Mirror, Mirror, on the Wall; Let’s Reflect upon my Blog

Blogging is something that many people consider to be imperative to building a good reputation in the design world of today. Yes, I do agree with this. However, I am of the opinion that a blog one is instructed to keep is an inconvenience and a stress-point more than anything, at least in my case.

I was first introduced to the wonderful[sarcasm] world of school-assigned blogging in my grade nine year—in the grade ten business class I took. My teacher at the time was very adamant that everyone in the class would all find it very enjoyable.

I thought it was terrifying.

I don’t remember the outcome of that assignment, but I do remember it made me hyperventilate quietly in the back of the room and feel like throwing up.

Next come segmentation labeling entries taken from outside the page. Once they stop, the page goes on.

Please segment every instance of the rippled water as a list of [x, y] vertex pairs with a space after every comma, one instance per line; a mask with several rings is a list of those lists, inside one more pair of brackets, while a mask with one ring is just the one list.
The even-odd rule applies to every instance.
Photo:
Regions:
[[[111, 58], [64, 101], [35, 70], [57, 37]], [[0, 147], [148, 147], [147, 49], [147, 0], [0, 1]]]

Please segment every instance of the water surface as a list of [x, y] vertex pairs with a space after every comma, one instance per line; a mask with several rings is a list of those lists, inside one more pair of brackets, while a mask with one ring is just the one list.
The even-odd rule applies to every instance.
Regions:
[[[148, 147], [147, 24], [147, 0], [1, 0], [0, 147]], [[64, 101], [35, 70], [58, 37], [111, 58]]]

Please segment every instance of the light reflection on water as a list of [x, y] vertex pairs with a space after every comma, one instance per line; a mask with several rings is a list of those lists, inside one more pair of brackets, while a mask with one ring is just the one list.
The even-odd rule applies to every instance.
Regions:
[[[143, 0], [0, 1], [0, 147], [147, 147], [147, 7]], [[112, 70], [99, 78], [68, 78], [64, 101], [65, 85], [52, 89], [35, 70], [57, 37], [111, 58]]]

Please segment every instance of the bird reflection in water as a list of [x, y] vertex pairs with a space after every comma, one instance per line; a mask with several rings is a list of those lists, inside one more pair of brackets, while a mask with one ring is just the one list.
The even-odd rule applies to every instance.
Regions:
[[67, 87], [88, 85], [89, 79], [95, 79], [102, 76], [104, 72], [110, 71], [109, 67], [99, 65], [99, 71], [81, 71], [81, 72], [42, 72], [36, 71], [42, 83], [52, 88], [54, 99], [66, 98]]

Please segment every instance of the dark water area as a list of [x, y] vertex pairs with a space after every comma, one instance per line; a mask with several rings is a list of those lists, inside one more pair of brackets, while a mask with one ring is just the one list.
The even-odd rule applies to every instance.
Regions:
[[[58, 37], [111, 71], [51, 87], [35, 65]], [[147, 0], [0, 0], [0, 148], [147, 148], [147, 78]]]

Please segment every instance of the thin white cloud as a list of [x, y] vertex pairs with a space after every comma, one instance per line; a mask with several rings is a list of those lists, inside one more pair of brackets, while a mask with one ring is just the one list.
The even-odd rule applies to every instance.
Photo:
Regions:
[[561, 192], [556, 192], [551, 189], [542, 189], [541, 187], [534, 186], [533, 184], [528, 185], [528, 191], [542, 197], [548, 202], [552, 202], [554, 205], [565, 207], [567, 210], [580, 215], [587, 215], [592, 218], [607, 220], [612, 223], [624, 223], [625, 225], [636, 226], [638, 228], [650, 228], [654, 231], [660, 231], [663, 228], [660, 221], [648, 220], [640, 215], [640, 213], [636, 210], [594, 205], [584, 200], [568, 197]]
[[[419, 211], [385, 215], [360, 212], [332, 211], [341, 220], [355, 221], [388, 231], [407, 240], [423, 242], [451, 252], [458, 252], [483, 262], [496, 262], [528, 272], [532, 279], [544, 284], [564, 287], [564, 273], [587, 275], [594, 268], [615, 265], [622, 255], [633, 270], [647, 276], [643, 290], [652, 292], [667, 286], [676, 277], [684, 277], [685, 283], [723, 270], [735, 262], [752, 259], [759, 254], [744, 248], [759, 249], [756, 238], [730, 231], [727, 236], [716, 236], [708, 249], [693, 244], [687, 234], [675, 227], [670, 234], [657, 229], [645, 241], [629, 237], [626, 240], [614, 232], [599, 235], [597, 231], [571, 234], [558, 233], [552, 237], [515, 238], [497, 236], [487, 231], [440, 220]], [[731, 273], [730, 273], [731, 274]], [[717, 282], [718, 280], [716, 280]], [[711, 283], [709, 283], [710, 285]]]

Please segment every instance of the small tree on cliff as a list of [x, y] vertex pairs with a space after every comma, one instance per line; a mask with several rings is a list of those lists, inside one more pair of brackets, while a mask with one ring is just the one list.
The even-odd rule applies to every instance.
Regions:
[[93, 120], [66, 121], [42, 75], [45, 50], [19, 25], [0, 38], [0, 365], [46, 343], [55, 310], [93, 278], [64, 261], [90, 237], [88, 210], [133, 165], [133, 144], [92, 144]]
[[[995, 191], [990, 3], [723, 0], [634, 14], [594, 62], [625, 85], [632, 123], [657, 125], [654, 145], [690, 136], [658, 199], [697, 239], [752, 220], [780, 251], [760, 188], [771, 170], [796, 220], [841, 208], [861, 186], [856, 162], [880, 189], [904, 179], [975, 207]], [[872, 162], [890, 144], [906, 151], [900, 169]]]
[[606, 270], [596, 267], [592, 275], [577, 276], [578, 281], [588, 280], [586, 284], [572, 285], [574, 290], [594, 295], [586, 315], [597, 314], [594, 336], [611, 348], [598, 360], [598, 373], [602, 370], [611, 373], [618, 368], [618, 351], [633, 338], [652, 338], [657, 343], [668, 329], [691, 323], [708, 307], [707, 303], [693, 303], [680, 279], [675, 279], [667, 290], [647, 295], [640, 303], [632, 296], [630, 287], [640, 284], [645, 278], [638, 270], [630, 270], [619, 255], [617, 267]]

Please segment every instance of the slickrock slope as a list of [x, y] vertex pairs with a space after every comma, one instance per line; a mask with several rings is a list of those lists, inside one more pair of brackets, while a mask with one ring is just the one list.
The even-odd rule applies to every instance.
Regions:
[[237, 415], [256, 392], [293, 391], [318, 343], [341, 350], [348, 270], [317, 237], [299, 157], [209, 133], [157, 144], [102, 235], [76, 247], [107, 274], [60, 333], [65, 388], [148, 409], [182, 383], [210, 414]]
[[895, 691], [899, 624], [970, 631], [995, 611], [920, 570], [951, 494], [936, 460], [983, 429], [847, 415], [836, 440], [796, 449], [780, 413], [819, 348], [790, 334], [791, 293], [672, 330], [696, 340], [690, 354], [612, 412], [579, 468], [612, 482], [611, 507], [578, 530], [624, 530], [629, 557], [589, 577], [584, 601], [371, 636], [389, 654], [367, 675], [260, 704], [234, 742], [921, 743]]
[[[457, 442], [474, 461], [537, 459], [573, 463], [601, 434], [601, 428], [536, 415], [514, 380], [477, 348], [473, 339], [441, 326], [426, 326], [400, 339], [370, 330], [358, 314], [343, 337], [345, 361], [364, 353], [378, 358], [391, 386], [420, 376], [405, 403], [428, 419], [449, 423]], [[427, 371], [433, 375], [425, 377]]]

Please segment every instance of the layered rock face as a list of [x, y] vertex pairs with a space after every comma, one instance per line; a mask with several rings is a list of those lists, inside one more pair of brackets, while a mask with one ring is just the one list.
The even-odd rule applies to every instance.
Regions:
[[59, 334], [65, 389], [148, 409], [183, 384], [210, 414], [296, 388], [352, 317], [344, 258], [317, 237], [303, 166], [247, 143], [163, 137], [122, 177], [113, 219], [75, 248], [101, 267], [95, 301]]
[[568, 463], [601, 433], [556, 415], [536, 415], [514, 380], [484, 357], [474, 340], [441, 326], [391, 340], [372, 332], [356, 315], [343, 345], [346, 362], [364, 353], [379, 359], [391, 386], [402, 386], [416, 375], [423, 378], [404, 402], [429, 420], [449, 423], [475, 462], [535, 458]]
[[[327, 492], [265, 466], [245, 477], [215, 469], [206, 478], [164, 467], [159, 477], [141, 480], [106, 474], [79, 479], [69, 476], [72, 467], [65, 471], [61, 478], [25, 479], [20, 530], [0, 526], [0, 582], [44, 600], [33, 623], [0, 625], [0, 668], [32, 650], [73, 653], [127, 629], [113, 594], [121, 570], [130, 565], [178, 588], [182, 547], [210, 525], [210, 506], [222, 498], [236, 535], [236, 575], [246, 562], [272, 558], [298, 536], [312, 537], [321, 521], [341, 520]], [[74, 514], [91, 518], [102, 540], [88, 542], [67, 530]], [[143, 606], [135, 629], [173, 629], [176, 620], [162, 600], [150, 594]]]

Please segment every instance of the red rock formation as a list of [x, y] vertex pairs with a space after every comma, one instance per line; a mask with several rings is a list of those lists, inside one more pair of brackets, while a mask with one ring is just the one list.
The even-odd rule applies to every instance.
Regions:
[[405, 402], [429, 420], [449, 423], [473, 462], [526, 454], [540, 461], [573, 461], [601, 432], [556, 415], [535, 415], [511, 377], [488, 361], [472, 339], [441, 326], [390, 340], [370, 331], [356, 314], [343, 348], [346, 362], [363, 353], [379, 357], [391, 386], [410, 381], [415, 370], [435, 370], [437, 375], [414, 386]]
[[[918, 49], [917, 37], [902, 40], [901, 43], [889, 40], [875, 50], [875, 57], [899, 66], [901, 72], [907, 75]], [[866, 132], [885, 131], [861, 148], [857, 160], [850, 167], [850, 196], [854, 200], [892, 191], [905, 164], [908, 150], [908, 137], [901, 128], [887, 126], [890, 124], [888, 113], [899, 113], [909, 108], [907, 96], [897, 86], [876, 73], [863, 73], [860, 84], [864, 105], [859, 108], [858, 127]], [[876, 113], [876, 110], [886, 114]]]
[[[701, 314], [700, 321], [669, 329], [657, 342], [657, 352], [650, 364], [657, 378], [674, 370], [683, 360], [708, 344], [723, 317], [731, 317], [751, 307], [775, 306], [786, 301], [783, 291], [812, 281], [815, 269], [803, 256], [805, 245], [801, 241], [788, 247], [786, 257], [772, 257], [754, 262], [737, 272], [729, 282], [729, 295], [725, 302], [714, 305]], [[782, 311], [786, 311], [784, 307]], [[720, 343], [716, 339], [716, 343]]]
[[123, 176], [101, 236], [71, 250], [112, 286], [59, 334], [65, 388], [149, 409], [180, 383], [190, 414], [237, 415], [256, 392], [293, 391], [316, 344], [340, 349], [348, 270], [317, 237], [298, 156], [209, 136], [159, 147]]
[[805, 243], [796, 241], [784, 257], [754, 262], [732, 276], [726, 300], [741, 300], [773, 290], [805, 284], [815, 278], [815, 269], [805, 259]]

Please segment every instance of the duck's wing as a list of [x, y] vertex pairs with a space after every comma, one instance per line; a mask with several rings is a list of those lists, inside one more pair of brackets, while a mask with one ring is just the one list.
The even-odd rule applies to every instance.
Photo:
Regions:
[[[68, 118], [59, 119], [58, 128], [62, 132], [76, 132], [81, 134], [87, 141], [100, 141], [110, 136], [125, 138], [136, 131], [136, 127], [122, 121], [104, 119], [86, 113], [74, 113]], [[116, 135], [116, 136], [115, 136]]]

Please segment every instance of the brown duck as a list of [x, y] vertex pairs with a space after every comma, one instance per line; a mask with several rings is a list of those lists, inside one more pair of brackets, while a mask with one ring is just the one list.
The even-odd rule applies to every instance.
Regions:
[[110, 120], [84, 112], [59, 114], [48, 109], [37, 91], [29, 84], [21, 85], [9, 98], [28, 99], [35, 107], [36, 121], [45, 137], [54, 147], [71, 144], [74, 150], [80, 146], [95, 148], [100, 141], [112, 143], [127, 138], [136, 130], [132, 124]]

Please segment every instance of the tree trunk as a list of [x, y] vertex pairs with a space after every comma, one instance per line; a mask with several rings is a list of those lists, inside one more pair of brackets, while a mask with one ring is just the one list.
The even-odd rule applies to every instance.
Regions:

Here I was, a measly 14-year-old who wasn’t aware of myself as a person yet, and I had no idea why this prospect scared me so much when playing RuneScape under a username didn’t worry me at all and when I was so far from scared of almost anything else in general. Wary, perhaps, and cautious, but not scared. Now that I’m four years wiser and much more self-aware, though, I understand.

It’s because I’m paranoid.

If we fast-forward by four years to first-year college and jump into my first-semester communications class, we run up against another incident of my being instructed to blog for marks. By this time, I understood exactly why I was getting that nauseated, spine-crawling feeling.

It’s because I’m paranoid. My paranoia tells me that someone from the public will find this blog, this blog where I’m being forced to write what has no real thought involved and is on subjects that I would never naturally pursue, and equate it to my actual personality. I’m absolutely terrified of being perceived as a juvenile person by potential employers, of being seen as someone who is anything but who I really am. I’m scared my future reputation will be thoroughly tarnished by these mandatory assignments that I’m forced to comply with if I want the marks (which, because of my perfectionist compulsions, I do). Someone could find this blog when I’m an established designer and see the things I’ve been forced to write about… And they could apply that to me at the present time.

“Oh, hey they wrote about this that one time. Haha, who in their right mind would do that? Wow, I am so not hiring them.”

— Constructs of my paranoia manifesting as potential employers.
At least they use the correct pronouns for me.

But that’s not even getting into the possibilities my paranoid mind cooks up of someone unsavory tracing my very distinctive name to find me in real life. Or of my grandmother somehow finding my blog and discovering—before it’s safe for me to be outed—that I am not the person she thinks I am. I realize that these possibilities are incredibly slim, but one cannot tell that to one’s own paranoia and actually get anywhere.

But back to the story. By the time first semester was over, I was hoping and praying that, in the next semester, I would be able to get confirmation that I would not longer require this incredibly stressful blog so I could get rid of it. But no, of course not; I had to keep the blog around for another semester to use in my typography class as well. At least this time I had one blog post I knew ahead of time that I would probably actually care about (the one on the subject of support for the capital Eszett character), but I had not nearly enough room to write and it ended up feeling awfully stinted and not quite like myself. (What is it with you teachers and your obscenely short word limits?)

I have a freer word limit on this final blog assignment for the semester; it thus sounds far more like I do naturally, tone- and vocabulary-wise. Look at me, getting all meta. Yes, hello, what is the fourth wall? The fourth wall does not exist in blogging. The fourth wall will not protect you.

There are a good many things that this blog was supposed to do for me in this particular class. I was already quite stellar at most of the things where improvement was suggested as something that would happen, and no improvement happened because there wasn’t actually room for it with me. Mostly, all the assignment did that was useful to me was prompt me to learn about the capital Eszett issue, which I have henceforth become quite passionate about. Beyond that, though, the only thing it accomplished was stressing me out.

The deadlines also did not help. When I enjoy a blog, when it’s really my blog and not a school-mandated blog, I do it more frequently and with far more eagerness and passion than I’ve ever even tried to show for this assignment. When there’s a deadline on a blog entry, especially when it comes alongside an assigned subject, it just makes me not want to do it—because it’s forced, it’s not natural, and it’s not me. And also, it’s terrifying.

I’m already planning to delete all the posts on this blog after this last one is marked so that I don’t have to fret about someone reading them over the Summer. I just wish I knew whether or not I can delete the entire blog itself as well.

I will continue blogging, but it definitely won’t be for school purposes. I’ll stay in practice by writing on Tumblr under my pen name about things I have no restriction on as far as subject or vocabulary. Then, once I’m an SRGD, I’ll get back into blogging for design on my own terms.